324
21. Und da hing ich und war’s mir mit Grausen bewußt,
von der menschlichen Hilfe so weit,
unter Larven die einzige fühlende Brust,
allein in der gräßlichen Einsamkeit,
tief unter dem Schall der menschlichen Rede
bei den Ungeheuern der traurigen Öde.
22. Und schaudernd dacht ich’s; da kroch’s heran,
regte hundert Gelenke zugleich,
will schnappen nach mir; in des Schreckens Wahn
lass’ ich los der Koralle umklammerten Zweig;
gleich faßt mich der Strudel mit rasendem Toben;
doch es war mir zum Heil, er riß mich nach oben.«
23. Der König darob sich verwundert schier
und spricht: »Der Becher ist dein;
und diesen Ring noch bestimm ich dir,
geschmückt mit dem köstlichsten Edelgestein,
versuchst du’s noch einmal und bringst mir Kunde,
was du sahst auf des Meeres tief unterstem Grunde.«
24. Das hörte die Tochter mit weichem Gefühl,
und mit schmeichelndem Munde sie fleht:
»Laßt, Vater, genug sein das grausame Spiel!
Er hat Euch bestanden, was keiner besteht.
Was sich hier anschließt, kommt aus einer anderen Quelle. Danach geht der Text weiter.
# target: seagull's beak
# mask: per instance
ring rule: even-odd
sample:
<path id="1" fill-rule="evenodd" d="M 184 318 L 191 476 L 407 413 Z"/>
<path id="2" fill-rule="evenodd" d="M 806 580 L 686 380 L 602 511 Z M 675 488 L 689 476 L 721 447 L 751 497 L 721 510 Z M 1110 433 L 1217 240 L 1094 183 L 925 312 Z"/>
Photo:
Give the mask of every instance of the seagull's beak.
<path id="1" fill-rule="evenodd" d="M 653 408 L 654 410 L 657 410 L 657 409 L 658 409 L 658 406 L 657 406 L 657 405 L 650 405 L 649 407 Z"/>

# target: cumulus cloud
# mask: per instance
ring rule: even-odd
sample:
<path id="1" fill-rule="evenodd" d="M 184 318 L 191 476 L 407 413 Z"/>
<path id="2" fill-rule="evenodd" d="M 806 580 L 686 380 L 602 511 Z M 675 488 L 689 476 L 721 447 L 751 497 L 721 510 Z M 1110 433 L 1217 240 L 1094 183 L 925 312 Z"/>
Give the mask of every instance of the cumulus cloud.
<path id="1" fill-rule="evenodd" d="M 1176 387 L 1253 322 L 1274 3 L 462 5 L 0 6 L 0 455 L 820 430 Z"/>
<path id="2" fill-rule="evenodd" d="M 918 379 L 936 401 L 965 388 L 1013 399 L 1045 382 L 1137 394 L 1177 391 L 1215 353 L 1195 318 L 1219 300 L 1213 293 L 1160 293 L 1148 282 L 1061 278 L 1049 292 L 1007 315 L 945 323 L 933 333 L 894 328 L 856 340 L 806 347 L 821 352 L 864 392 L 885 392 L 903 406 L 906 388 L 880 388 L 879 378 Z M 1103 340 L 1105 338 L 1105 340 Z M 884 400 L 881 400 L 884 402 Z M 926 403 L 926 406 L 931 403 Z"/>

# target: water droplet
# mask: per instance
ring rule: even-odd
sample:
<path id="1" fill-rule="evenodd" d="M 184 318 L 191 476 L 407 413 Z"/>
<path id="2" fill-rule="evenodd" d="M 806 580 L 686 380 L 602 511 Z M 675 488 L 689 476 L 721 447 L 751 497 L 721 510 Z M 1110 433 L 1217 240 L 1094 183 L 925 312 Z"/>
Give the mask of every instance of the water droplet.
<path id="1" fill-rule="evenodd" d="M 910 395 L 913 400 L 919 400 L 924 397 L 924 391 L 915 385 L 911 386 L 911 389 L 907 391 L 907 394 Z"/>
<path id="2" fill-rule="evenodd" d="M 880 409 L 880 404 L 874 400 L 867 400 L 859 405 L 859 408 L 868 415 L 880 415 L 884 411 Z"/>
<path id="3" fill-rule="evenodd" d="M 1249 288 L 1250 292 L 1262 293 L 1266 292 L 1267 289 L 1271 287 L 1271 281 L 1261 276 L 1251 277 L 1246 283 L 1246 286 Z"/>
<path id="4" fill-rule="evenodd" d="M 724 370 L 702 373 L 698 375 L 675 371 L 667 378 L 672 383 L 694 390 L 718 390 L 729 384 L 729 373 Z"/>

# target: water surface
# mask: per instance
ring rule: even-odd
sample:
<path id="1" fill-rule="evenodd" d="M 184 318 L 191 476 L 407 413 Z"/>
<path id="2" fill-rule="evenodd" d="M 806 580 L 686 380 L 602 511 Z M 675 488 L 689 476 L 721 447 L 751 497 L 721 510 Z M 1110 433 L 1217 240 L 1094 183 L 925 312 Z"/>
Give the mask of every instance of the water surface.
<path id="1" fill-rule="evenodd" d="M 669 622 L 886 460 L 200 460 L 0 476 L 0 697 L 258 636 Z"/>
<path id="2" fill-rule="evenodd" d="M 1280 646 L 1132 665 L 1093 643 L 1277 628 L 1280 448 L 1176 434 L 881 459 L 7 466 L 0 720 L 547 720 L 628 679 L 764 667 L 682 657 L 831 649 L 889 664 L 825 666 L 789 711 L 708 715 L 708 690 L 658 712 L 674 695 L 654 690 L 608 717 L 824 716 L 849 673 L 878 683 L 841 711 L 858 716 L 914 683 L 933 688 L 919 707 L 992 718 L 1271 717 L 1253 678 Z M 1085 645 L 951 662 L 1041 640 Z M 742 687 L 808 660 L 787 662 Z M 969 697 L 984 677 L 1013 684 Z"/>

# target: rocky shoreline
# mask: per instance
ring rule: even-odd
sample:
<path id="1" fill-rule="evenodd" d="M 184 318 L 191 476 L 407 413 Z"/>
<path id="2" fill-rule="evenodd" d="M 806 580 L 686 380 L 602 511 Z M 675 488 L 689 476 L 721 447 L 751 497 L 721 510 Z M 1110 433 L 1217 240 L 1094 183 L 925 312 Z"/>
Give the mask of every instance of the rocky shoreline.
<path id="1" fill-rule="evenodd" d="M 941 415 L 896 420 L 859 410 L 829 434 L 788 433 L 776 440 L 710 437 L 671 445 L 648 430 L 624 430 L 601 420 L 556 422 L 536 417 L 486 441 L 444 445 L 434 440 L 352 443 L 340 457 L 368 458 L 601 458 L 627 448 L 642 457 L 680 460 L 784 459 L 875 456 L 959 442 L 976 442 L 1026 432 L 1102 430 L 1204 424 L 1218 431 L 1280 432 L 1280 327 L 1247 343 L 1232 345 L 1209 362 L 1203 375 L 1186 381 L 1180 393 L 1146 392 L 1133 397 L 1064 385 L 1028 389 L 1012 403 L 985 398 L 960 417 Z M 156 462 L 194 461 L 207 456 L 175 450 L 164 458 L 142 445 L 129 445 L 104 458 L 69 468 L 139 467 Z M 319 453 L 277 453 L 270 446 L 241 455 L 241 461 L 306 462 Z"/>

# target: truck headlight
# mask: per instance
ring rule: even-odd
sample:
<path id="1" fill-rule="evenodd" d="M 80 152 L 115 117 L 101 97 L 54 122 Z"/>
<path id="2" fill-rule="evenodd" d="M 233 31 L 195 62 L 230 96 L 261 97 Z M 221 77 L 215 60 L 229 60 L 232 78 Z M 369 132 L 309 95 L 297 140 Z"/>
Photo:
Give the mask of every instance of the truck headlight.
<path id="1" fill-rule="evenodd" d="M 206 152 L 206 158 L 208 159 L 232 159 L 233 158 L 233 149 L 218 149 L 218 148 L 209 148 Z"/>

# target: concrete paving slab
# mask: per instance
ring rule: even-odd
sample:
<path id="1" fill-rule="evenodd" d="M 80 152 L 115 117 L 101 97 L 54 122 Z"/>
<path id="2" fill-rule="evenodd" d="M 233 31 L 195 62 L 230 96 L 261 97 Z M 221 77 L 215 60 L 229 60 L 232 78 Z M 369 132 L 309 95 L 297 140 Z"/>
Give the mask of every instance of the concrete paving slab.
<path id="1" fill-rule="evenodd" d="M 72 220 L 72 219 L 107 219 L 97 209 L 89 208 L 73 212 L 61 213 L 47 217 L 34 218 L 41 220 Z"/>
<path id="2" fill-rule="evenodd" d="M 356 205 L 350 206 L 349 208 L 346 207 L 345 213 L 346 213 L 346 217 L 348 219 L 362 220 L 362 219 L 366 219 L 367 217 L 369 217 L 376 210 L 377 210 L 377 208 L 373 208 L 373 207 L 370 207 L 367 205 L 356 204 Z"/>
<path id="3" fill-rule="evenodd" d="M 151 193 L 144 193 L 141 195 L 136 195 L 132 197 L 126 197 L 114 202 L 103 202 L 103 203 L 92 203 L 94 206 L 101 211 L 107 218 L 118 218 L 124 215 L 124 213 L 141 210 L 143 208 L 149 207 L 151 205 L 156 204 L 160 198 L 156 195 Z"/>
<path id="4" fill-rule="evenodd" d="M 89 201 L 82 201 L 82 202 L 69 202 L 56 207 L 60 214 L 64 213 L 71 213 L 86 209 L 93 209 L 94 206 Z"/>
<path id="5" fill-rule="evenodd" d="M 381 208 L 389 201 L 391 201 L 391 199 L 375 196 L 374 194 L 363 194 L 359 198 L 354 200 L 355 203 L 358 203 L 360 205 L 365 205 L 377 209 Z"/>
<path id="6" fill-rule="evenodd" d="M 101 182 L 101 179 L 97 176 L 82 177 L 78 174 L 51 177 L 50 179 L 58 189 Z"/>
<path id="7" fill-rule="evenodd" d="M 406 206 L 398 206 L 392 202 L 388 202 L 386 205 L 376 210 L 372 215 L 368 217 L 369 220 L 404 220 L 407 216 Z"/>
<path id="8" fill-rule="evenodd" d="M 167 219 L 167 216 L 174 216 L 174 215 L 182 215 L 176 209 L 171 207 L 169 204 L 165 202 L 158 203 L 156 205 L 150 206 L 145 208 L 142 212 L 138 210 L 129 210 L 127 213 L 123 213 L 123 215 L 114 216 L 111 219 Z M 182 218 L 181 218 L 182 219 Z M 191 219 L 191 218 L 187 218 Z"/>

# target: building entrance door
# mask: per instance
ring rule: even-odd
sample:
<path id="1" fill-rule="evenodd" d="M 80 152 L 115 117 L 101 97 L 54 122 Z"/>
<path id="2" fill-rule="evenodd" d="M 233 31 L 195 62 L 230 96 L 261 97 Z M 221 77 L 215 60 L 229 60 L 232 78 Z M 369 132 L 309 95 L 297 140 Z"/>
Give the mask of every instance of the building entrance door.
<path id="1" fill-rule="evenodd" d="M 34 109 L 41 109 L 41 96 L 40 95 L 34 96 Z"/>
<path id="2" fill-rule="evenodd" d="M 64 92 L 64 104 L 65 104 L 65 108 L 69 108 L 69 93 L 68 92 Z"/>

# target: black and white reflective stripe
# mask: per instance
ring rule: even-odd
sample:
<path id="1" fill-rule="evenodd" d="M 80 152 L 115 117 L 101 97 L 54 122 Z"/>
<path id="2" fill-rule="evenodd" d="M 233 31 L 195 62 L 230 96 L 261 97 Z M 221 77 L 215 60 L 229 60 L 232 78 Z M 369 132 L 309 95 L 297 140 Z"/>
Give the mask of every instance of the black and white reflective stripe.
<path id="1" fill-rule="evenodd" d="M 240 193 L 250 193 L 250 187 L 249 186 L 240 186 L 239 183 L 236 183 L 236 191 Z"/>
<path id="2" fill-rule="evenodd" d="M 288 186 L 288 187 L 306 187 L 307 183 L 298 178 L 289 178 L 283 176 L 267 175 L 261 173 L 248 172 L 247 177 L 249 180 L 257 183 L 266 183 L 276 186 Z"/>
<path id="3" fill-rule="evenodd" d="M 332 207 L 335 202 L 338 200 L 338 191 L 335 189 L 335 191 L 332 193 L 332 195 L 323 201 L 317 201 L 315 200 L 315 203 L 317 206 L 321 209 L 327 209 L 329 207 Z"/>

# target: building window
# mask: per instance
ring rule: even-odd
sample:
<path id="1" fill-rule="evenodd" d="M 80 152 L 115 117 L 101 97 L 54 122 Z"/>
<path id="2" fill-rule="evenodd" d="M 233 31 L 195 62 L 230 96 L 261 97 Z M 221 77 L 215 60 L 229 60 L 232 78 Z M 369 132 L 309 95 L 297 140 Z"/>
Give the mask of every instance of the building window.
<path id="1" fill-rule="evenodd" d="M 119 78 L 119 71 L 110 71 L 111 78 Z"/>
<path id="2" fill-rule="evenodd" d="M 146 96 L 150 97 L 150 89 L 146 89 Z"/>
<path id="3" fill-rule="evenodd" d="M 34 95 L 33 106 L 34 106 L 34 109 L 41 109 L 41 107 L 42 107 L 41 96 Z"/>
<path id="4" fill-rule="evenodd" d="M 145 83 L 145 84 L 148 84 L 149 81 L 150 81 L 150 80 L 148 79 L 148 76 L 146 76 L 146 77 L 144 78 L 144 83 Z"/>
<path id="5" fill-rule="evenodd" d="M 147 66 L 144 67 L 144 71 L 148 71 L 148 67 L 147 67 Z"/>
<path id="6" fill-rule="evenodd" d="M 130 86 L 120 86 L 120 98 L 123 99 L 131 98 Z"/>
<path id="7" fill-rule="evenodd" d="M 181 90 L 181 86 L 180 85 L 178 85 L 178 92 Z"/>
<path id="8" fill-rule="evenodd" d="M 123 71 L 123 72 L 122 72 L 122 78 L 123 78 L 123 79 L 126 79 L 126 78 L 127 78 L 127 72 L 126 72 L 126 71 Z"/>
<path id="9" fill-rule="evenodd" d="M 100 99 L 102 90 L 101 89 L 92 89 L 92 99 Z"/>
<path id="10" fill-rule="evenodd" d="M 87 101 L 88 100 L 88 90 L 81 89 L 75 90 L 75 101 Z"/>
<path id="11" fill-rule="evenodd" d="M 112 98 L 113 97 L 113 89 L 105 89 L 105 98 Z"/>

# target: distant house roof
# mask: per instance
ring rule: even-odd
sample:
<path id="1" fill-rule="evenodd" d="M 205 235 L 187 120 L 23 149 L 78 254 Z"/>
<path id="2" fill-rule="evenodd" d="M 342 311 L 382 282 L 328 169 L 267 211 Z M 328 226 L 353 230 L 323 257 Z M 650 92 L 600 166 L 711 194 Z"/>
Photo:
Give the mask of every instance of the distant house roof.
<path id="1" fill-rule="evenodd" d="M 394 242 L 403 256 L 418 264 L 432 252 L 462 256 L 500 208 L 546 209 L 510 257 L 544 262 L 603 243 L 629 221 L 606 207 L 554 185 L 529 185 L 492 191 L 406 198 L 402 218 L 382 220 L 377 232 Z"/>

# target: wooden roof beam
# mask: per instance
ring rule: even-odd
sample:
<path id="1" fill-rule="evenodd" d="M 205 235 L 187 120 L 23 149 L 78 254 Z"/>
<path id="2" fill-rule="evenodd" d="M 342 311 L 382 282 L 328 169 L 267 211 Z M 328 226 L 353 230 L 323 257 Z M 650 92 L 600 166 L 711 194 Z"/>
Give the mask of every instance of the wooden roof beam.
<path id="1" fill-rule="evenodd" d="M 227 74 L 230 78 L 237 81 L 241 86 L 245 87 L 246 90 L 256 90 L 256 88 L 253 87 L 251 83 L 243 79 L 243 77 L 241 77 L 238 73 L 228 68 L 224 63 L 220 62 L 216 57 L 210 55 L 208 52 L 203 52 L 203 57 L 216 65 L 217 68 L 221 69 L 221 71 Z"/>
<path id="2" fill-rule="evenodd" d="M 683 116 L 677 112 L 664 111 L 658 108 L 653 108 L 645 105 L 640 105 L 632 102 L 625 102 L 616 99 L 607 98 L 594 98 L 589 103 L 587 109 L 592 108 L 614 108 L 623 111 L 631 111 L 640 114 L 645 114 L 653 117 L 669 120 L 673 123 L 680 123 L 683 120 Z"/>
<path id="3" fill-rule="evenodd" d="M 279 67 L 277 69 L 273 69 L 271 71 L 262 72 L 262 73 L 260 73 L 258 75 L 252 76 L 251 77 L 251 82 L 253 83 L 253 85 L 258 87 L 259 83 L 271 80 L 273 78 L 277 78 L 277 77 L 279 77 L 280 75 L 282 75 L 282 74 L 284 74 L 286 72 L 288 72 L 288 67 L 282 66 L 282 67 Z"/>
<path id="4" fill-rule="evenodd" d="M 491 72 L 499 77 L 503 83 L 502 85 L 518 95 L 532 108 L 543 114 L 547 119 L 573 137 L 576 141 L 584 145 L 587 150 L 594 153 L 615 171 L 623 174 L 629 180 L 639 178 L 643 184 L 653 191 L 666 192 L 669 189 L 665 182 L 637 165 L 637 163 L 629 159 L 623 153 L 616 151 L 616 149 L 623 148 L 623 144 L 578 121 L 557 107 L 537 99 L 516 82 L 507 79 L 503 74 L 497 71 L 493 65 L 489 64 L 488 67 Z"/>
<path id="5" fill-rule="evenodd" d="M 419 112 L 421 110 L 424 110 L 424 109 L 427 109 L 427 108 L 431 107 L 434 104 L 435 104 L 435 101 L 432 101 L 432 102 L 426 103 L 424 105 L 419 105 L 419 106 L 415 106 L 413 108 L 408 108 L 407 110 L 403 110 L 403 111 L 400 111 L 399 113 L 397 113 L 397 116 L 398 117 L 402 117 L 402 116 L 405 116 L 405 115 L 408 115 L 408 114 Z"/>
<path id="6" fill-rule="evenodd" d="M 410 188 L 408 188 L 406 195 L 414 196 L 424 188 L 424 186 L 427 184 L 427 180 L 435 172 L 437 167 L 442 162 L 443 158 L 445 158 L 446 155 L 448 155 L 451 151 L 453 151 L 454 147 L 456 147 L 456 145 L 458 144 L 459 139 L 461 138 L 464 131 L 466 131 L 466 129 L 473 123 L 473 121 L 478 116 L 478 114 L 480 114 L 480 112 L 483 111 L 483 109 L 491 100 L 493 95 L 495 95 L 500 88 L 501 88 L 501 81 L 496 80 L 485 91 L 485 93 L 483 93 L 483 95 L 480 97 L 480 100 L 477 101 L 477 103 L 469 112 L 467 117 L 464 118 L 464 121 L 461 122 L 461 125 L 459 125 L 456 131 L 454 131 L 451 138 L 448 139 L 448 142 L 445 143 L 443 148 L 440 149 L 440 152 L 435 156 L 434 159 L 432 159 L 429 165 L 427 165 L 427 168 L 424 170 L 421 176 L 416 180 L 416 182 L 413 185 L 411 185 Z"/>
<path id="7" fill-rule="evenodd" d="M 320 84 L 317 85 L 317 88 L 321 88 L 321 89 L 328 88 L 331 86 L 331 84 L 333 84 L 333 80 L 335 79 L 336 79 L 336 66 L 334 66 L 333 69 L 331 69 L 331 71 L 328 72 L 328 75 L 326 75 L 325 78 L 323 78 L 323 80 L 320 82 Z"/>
Und könnt Ihr des Herzens Gelüsten nicht zähmen,
. so mögen die Ritter den Knappen beschämen.«
25. Drauf der König greift nach dem Becher schnell,
in den Strudel ihn schleudert hinein:
»Und schaffst du den Becher mir wieder zur Stell,
so sollst du der trefflichste Ritter mir sein
und sollst sie als Ehgemahl heut noch umarmen,
die jetzt für dich bittet mit zartem Erbarmen.«
26. Da ergreift’s ihm die Seele mit Himmelsgewalt,
und es blitzt aus den Augen ihm kühn,
und er siehet erröten die schöne Gestalt
und sieht sie erbleichen und sinken hin;
da treibt’s ihn, den köstlichen Preis zu erwerben,
und stürzt hinunter auf Leben und Sterben.